Predicting Book Ratings vs. Reviews
The goal of my second project at Metis was to predict the ratio between the number of book ratings and the number of book reviews on Goodreads using information about the book, such as average book rating, years since publication, genre, number of pages, and awards won. High ratios would indicate that there were a higher number of ratings compared to reviews, whereas low ratios would indicate that there were similar number of ratings and reviews. In the data set, the smallest ratio was 1. For every review, there was at least 1 or more ratings. This makes sense, because when people submit book reviews, they are likely to also give the book a rating. However, the reverse isn’t necessarily true. Rating a book out of five takes relatively little time compared to writing a book review. I’ve noticed that this isn’t true of just books on Goodreads, but also other sites that have customer ratings, like Amazon or Yelp.
Data Collection
For this project, I web scraped over 15,000 book profiles from the Goodreads website using Beautiful Soup. However, once I narrowed down the data to include only fiction books written in English, I had just under 7,000 books in my data. Since one of the objectives of this project was to gather data though web scraping, I wasn’t able to use their API.
To minimize the amount of time I would spend cleaning the data afterwards, I tried to be organized and strategic about how I collected the data. I cleaned the data as I was web scraping and was careful not to exclude valuable information.

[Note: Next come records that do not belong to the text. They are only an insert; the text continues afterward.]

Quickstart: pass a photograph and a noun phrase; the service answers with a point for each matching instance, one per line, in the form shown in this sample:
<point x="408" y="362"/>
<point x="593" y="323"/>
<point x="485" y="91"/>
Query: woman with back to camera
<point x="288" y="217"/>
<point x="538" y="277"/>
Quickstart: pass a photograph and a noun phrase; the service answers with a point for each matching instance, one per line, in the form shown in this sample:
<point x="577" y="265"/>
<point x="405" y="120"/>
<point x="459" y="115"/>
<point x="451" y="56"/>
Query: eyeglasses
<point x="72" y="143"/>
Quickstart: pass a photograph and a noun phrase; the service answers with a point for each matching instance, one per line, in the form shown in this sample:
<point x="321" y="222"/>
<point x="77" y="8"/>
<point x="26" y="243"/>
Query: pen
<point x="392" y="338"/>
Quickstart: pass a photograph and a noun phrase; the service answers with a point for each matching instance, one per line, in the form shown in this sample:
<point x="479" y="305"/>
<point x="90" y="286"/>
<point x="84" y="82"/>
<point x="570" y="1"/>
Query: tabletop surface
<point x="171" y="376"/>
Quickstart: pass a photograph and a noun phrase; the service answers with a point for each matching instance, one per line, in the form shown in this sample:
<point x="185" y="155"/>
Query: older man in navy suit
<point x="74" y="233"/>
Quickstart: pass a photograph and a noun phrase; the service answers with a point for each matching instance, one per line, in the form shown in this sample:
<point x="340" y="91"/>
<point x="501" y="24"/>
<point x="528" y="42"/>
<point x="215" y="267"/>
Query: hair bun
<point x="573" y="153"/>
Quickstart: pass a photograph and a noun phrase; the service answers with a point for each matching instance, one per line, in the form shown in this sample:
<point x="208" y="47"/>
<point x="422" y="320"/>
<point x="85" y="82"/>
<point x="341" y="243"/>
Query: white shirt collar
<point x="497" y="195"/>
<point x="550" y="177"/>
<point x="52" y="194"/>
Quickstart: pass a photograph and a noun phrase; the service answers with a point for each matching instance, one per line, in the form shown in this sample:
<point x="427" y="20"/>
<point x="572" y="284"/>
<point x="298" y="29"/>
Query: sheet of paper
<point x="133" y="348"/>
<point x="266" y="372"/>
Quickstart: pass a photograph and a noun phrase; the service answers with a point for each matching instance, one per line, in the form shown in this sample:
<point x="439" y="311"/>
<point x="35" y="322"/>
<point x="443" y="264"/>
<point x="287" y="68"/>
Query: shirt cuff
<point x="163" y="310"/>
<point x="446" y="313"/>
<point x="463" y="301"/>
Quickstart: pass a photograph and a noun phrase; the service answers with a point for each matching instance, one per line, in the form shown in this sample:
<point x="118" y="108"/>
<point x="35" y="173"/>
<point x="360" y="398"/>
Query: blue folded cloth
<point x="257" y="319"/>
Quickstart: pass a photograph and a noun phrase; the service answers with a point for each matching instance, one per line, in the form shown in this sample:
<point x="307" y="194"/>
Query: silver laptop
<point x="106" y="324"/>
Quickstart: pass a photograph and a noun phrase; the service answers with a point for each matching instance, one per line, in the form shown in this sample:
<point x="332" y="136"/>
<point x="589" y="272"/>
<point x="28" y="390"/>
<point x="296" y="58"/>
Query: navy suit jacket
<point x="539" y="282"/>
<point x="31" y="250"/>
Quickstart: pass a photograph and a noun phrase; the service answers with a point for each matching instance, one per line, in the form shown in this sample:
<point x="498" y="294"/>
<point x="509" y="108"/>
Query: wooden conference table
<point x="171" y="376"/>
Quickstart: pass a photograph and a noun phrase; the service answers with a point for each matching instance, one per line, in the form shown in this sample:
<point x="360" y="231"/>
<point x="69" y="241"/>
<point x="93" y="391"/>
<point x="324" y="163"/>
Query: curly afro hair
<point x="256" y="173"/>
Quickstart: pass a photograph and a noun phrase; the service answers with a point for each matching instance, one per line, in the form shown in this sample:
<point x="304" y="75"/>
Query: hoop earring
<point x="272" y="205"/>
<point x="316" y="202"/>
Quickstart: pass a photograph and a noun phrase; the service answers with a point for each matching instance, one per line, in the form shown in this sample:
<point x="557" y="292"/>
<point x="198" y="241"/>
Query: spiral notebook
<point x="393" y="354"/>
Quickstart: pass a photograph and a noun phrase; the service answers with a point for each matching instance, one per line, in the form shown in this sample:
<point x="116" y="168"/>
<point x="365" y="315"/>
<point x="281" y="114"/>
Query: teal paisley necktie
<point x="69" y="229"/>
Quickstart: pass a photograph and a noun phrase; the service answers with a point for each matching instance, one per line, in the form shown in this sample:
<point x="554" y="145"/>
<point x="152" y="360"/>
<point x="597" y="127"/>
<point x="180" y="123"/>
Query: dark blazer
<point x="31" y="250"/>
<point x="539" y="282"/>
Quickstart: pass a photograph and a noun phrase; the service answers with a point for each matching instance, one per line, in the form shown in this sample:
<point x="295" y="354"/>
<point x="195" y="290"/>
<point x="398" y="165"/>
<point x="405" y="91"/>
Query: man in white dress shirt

The collected book information was stored in dictionaries, making them easy to convert into a data frame. I also learned to really appreciate try and except clauses. Without them, I would have had a lot of trouble dealing with missing information in the book profiles.
Model Fitting
Before model fitting, I examined the distribution of the features and outcome variable (i.e., ratio between the number of ratings and reviews) to make sure that there were no unusual trends that would lead to violations to the assumptions of linear regression. Since many of the features and the outcome variable were skewed, a log transformation was applied. The data was less skewed and resembled a normal distribution after the transformation.
In order to avoid overfitting and evaluate model performance accurately, I divided the data into training and testing sets and used cross-validation while model fitting. Compared to lasso, ridge, and elastic net regression models, I found that the linear regression model provided the best fit and ease of interpretability. This model had an R-squared of 33.4, indicating that the model explained 33.4% of the ratio between the number of ratings and reviews. In this model, there were 8 statistically significant predictors: the average rating of the book, years since publication, genre (i.e., fantasy, classics, or historical fiction), number of pages, voter score, and awards won. For instance, for every 1% increase in average rating, we would expect a 0.46% increase in the number of ratings over the number of reviews. Conversely, if a book falls under the genre of classics or historical fiction, we would predict about a 30% decrease in the number of ratings compared to reviews.
Here is final equation of the model: -1.22(Intercept) + 0.46(Average Rating) + 0.44(Years Since Publication) + 0.28(Fantasy) + 0.10(Number of Pages) + 0.06(Voter Score) - 0.06(Awards Won) - 0.30(Classics) - 0.31(Historical Fiction)